Le SSF Veille

Contenus de cours ouverts : entre visibilité, reconnaissance et valeur ajoutée

Du 4 au 6 mai 2011 s’est tenue à Cambridge au Massachussetts une conférence organisée par le Open CourseWare Consortium où l’on célébrait les dix ans du mouvement Open CourseWare (OCW). Au menu, des discussions autour de l’impact du mouvement et de la production de cours ouverts et une réflexion sur la prochaine génération de ces cours.

Il y a donc déjà une dizaine d’années que l’on a vu apparaître sur le Web des contenus de formations universitaires tout à fait gratuits pour l’internaute. Dans un article du New York Times (section Europe) du 1er novembre 2010, le journaliste D.D. Guttenplan rappelait que le Massachusetts Institute of Technology (MIT), l’Université Harvard, celle de Yale, de même que l’Université du Michigan proposent des portions substantielles de leur formation universitaire en ligne. De même, l’Open University en Angleterre offre gratuitement des cours dans diverses disciplines sur le site OpenLearn depuis 2006 et diffuse sur le Web des émissions de BBC depuis 1999. Plus de 200 institutions d’enseignement supérieur dans près d’une cinquantaine de pays sont membres du Consortium (mais seule une dizaine finance le projet, avec certaines associations d’universités, notamment asiatiques).

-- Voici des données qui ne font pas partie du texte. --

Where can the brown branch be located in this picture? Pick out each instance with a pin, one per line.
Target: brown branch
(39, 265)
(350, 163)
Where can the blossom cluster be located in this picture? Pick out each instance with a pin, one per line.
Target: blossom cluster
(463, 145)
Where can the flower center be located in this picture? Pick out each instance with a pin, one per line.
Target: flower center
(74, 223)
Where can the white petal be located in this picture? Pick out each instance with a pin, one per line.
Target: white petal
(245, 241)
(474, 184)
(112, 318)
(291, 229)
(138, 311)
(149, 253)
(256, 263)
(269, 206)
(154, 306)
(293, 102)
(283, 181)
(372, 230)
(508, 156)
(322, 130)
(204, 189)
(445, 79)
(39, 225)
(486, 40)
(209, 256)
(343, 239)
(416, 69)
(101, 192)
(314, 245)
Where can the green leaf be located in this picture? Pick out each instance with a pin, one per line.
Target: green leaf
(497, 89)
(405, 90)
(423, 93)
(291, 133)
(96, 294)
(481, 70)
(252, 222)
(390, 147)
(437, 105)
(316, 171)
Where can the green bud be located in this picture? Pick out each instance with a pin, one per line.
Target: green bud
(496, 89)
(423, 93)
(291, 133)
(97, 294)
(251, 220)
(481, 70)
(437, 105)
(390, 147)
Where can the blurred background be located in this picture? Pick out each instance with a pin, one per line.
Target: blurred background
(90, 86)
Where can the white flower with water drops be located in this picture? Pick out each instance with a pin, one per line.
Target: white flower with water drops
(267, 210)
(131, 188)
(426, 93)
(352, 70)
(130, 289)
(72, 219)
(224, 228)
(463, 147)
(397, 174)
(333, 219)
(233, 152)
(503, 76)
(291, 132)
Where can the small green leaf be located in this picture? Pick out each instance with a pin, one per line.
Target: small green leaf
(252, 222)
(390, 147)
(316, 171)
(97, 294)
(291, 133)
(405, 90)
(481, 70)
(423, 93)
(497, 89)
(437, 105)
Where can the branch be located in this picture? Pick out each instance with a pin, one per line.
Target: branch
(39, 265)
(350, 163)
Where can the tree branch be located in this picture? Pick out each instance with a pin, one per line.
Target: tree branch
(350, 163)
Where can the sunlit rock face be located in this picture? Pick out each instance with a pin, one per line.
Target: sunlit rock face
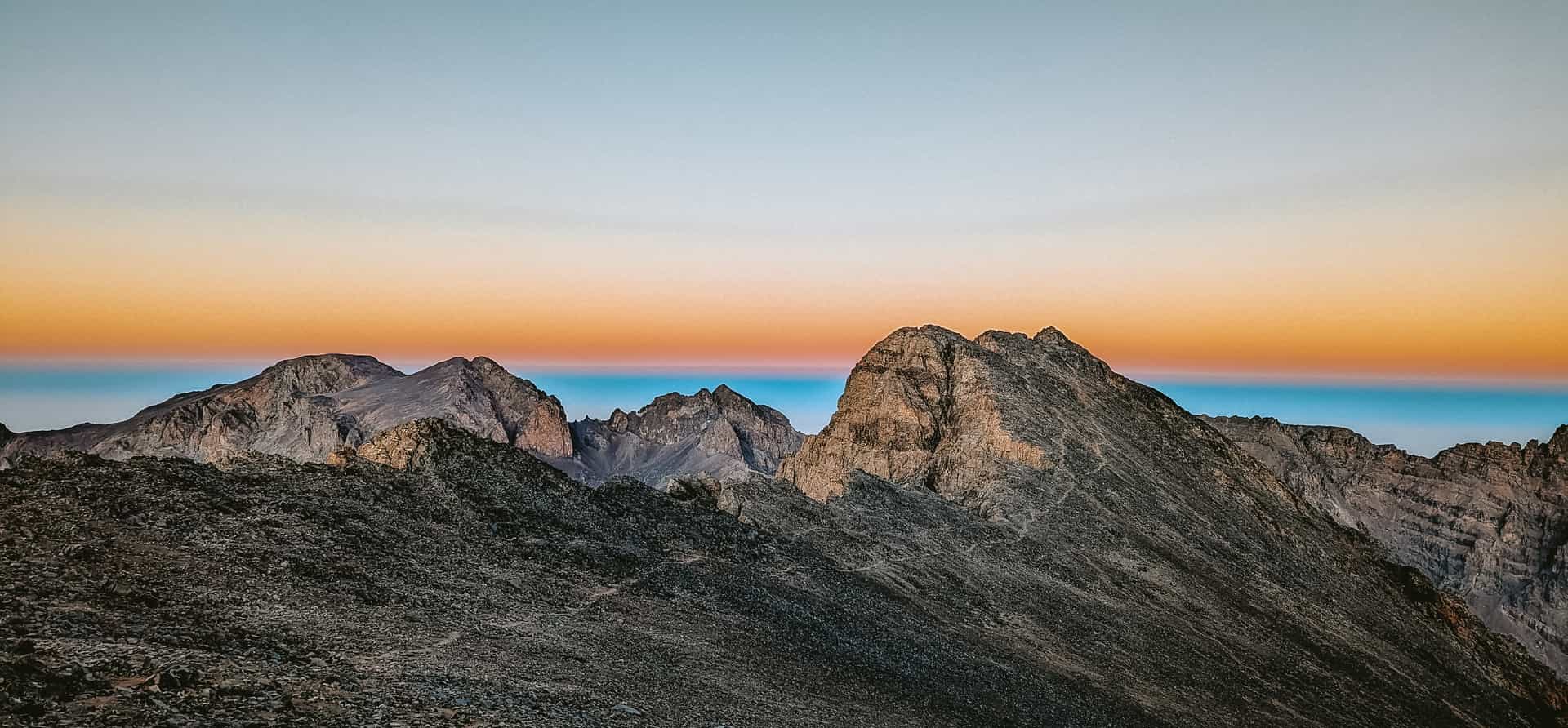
(717, 434)
(311, 406)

Il s’en trouve pour affirmer que les universités n’auront d’autre choix que de suivre ce mouvement et que cette tendance s’accroîtra encore de manière significative, notamment parce que les futurs étudiants, habitués à la gratuité des contenus sur la Toile, s’y attendent. Ainsi, Gary Matkin, doyen de la formation à distance et de l’apprentissage continu à l’Université de Californie à Irvine, croit que l’accessibilité aux contenus de cours en ligne deviendra aussi commune que le fait d’avoir une bibliothèque sur le campus. Selon lui, tous les campus américains offriront une partie de leurs contenus en ligne d’ici 2016.

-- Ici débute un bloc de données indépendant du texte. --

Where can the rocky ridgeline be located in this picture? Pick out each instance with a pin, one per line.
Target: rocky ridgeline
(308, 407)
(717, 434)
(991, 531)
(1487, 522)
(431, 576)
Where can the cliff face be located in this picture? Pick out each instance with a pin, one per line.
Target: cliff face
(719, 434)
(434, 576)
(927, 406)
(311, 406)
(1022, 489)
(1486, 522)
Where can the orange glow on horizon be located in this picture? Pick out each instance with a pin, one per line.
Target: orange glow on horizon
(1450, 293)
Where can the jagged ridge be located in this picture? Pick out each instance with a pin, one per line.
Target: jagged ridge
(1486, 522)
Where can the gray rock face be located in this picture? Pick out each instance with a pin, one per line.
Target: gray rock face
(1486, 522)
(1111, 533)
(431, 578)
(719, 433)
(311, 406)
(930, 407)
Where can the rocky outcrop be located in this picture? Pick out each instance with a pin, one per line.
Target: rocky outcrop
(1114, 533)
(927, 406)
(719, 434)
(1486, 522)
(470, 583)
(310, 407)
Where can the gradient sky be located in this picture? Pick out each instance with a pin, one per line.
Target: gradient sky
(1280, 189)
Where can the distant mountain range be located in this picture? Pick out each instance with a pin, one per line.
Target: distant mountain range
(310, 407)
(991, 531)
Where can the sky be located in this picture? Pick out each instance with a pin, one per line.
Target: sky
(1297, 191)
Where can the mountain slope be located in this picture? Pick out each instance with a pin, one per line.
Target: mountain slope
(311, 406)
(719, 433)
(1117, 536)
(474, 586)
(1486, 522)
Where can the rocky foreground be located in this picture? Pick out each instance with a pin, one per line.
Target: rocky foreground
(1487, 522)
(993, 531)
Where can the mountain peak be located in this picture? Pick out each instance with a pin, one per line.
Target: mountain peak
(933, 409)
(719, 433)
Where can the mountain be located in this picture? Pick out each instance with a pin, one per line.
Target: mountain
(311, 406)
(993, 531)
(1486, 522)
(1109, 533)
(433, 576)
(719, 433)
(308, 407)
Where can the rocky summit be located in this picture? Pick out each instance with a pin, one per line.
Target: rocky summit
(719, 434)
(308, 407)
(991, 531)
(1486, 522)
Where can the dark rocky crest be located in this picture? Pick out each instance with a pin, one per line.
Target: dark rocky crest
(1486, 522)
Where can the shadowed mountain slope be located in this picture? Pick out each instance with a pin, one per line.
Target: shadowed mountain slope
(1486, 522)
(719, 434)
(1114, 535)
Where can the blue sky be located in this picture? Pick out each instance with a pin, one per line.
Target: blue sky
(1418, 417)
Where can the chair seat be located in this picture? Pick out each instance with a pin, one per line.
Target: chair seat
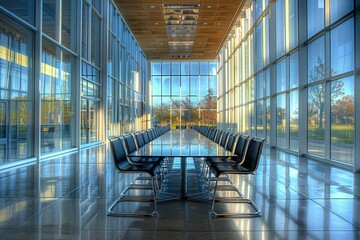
(218, 169)
(142, 160)
(151, 169)
(215, 160)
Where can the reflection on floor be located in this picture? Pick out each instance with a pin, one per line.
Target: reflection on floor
(67, 198)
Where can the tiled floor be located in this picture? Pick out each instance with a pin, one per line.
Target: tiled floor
(67, 198)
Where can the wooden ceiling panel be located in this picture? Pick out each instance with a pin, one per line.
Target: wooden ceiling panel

Notons que ces contenus mis en ligne (on parle de REO pour Ressources éducatives ouvertes ou de REL pour Ressources éducatives libres; OER en anglais) varient beaucoup d’une institution à l’autre et au sein d’une même université. À leur plus simple expression, elles peuvent se résumer à des plans de cours, mais on trouve aussi des textes ou des présentations PowerPoint rendus disponibles. Parfois, c’est la vidéo intégrale de certaines séances d’enseignement qui est rendue publique.

Les REO mises en ligne sont souvent d’excellente qualité puisqu’on veut se présenter sous son meilleur jour au reste de la planète : «Instead of diluting educational material as some publishing companies officials have suggested, open courseware programs have motivated many MIT professors to perfect class material that had remained unchanged for years.»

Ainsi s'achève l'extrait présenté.